Nenhuma semelhança conosco: eles sobreviveram obedecendo a uma necessidade absoluta e impiedosa, enquanto a gente sobreviveu graças à variedade plástica de nossa escolhas amorosas e de nossos comportamentos sexuais e reprodutivos.
Pensei nos pingüins que aparecem misteriosamente em nossas praias. O Ibama faz um esforço danado para devolvê-los a seu habitat natural; são levados de volta, de avião, até à Antártida ou à Patagônia. Mas será que alguém lhes pergunta o que eles querem? Há uma séria possibilidade que eles estejam pedindo asilo político na zona sul carioca. Depois de ter visto o filme de Jacquet, eu não hesitaria a lhes reconhecer esse direito.
Apesar da distância entre nossa vida amorosa e a dos pingüins, nos EUA, alguns grupos conservadores propuseram a conduta dos pingüins como protótipo de monogamia e de dedicação à família. Algo assim: "Você se queixa porque os filhos e a família dão trabalho? Você quer mais prazer na sua vida? Você quer abortar? Olhe para os pingüins e arrepende-se". Fato surpreendente, o argumento funciona. Também graças à dramatização que dá voz às "personagens" da história, podemos simpatizar com os pingüins a ponto de considerá-los como semelhantes que, no caso, seriam mais morais que a gente.
Na história da cultura, aconteceu com freqüência que alguém apontasse nos animais qualidades exemplares para nós.
O filósofo David Hume, num apêndice de sua "Investigação Sobre os Princípios da Moral" (1751), ao querer mostrar que nossos sentimentos morais são, de uma certa forma, "naturais", invoca como exemplo a "benevolência" dos animais (de fato, os animais "benevolentes" existem mais nas fábulas do que na realidade, mas não é isso que importa).
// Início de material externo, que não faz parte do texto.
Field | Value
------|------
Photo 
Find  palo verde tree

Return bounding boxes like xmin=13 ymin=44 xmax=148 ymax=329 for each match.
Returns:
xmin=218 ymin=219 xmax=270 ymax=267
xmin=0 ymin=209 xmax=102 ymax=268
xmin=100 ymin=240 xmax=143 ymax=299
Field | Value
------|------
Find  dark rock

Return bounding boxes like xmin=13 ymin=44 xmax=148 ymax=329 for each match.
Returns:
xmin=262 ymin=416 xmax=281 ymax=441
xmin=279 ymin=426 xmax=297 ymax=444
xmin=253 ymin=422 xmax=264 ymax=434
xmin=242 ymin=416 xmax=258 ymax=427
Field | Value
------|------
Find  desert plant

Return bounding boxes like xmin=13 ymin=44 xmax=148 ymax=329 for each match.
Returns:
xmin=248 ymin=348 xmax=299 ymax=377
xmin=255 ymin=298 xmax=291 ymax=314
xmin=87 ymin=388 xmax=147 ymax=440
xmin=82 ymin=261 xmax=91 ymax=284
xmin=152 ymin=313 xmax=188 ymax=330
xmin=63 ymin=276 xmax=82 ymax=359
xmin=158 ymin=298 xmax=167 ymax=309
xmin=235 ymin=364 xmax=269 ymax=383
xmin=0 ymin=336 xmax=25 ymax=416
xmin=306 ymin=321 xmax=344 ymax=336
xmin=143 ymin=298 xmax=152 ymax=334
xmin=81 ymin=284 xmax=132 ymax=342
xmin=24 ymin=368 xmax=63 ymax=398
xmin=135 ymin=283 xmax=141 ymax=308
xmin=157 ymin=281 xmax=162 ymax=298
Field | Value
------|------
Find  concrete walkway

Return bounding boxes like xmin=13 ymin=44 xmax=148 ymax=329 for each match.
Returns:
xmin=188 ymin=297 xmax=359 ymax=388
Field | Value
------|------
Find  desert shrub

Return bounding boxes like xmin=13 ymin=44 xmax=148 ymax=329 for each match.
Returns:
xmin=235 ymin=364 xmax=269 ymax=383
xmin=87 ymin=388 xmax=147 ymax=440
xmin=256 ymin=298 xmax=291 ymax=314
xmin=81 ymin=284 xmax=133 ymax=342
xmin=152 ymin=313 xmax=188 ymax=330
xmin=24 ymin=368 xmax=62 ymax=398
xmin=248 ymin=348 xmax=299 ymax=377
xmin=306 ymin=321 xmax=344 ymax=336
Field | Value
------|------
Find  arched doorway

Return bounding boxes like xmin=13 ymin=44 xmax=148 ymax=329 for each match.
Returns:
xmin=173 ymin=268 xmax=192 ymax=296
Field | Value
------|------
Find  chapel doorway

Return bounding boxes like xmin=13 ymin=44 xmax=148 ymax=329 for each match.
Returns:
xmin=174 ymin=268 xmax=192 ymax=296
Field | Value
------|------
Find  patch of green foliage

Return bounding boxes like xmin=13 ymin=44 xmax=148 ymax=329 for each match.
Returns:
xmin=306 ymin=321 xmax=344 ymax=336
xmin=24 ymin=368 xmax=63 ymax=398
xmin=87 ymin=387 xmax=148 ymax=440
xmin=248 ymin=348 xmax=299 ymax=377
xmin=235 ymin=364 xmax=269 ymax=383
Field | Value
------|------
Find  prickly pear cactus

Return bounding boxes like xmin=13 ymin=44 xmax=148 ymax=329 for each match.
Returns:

O que Hume chama "benevolência" é a capacidade de sentir simpatia pelos semelhantes. Para quase todos os filósofos britânicos do século 17 e 18, essa capacidade é o fundamento da moralidade: afinal, se soubermos nos colocar no lugar dos outros, nosso comportamento terá uma boa chance de ser moralmente aceitável.
Naquela época, ingleses e escoceses debateram como nunca sobre a origem dos sentimentos morais. Havia quem pensasse que eles fossem aprendidos, derivados da experiência (John Locke); havia os que pensavam que fossem colocados por Deus no nosso âmago desde o nascimento (Shaftesbury) e havia os que, como Hume e Adam Smith, ficavam sabiamente em cima do muro. Para todos, o núcleo da moral era a capacidade de simpatizar com o outro e, portanto, de querer seu bem. A questão discutida era: "De onde vem essa simpatia que nos torna morais?".
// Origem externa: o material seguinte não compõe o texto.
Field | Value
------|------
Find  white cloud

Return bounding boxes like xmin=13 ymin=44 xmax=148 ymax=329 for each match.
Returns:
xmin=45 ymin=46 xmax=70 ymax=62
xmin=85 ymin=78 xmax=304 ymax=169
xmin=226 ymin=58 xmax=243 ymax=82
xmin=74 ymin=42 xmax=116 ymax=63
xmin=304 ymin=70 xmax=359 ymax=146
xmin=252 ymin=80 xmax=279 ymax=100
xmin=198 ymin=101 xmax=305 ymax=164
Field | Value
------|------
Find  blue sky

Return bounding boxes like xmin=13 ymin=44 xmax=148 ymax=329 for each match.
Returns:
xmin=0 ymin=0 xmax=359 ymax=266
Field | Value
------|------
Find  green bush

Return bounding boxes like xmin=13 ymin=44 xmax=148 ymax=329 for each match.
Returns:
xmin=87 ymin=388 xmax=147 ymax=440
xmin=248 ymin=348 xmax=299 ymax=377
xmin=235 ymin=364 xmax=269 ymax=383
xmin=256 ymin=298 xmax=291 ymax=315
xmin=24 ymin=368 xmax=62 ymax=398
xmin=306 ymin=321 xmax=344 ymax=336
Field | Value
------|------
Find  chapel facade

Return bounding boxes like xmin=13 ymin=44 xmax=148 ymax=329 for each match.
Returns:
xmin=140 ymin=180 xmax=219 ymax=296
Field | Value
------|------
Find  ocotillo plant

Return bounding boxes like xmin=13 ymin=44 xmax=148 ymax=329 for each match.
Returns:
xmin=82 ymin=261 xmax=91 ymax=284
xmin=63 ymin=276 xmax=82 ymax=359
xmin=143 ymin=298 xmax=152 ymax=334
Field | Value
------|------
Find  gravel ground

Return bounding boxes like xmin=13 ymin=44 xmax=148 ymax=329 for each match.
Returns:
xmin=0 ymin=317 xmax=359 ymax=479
A psicologia pode contribuir (tardiamente) a esse debate.
Existe um transtorno grave, chamado transitivismo, no qual o sujeito perde a noção de seus limites e de sua individualidade e se confunde com os outros ou mesmo com objetos inanimados ao seu redor. O transitivismo, na medida certa, é também uma disposição crucial na constituição da subjetividade normal.
Por exemplo, mães e pais conhecem um estranho fenômeno que acontece nos primeiros anos de vida de qualquer criança: na brincadeira, eis que um amiguinho se machuca e a criança que assiste à cena começa a chorar como se a vítima fosse ela. Os adultos perguntam por quê e a criança aponta, em seu corpo, o lugar em que o outro se feriu.
Não se trata de uma compaixão generosa que seria congênita nas crianças. Acontece que o sujeito humano se constrói à força de identificações com os outros. Nos primeiros anos de vida, a capacidade de me colocar no lugar do semelhante me ajuda a responder à pergunta "Quem eu poderia vir a ser?". Mais tarde, a experiência dos outros continua nos enriquecendo tanto quanto a nossa, pois levamos conosco, dentro de nós, os semelhantes que encontramos ao longo da vida.
Talvez seja esse transitivismo, básico e normal, que esteja na origem da simpatia que funda nossa moralidade. Ele nos é tão necessário que não paramos de estender o campo dos semelhantes com os quais possamos nos identificar. Inventamos e cultivamos ficções para viver a experiência não só dos outros reais, mas também de um exército de personagens imaginárias.
Na mesma linha, descobrimos a fidelidade nos cachorros, a laboriosidade nas formigas, a tranqüilidade nas montanhas e, depois do filme de Jacquet, a abnegação nos pingüins.